La simulación perpetua
La descertificación de Colombia en 2025 no es una novedad. Es parte de la simulación que Castro Caycedo denunció. Una coreografía diplomática que se repite: Estados Unidos finge presionar, Colombia finge obedecer, los carteles se adaptan, las comunidades mueren.
Citando a Camilo González, cualquier reactivación de la aspersión, por limitada o tecnificada que sea, solo provocará desplazamientos, reacomodos criminales y nuevas violaciones a los derechos humanos. Y como ya lo sabía Germán Castro Caycedo, el costo lo seguirá pagando Colombia.

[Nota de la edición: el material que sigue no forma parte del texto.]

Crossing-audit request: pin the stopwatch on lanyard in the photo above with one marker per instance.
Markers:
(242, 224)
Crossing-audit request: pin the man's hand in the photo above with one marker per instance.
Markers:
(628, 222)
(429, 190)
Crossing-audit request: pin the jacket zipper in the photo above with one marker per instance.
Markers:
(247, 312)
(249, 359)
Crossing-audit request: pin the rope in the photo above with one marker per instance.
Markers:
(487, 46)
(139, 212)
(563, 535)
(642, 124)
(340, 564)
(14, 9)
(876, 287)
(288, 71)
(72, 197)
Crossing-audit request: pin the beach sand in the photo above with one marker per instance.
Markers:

Hoy, más que nunca, las investigaciones de Germán invitan a mirar más allá de los fascinantes discursos diplomáticos. Más allá de las formas está el desastre, porque la política parece ser eso que tanto criticó en vida: el exceso de adjetivos, los adornos lingüísticos, la retórica engañosa, como parte de un ritual que consiste en el arte de engañar. La honestidad intimida y, lo que es peor, es muy difícil de digerir. Ya viene siendo hora de que confrontemos la realidad. Colombia es escenario de una guerra que no le pertenece. Eso lo sabe hasta Estados Unidos y por eso no recortó recursos, porque la decisión de imponer en la agenda la palabra “descertificar” esconde un propósito político, pero eso ya es motivo de otra discusión.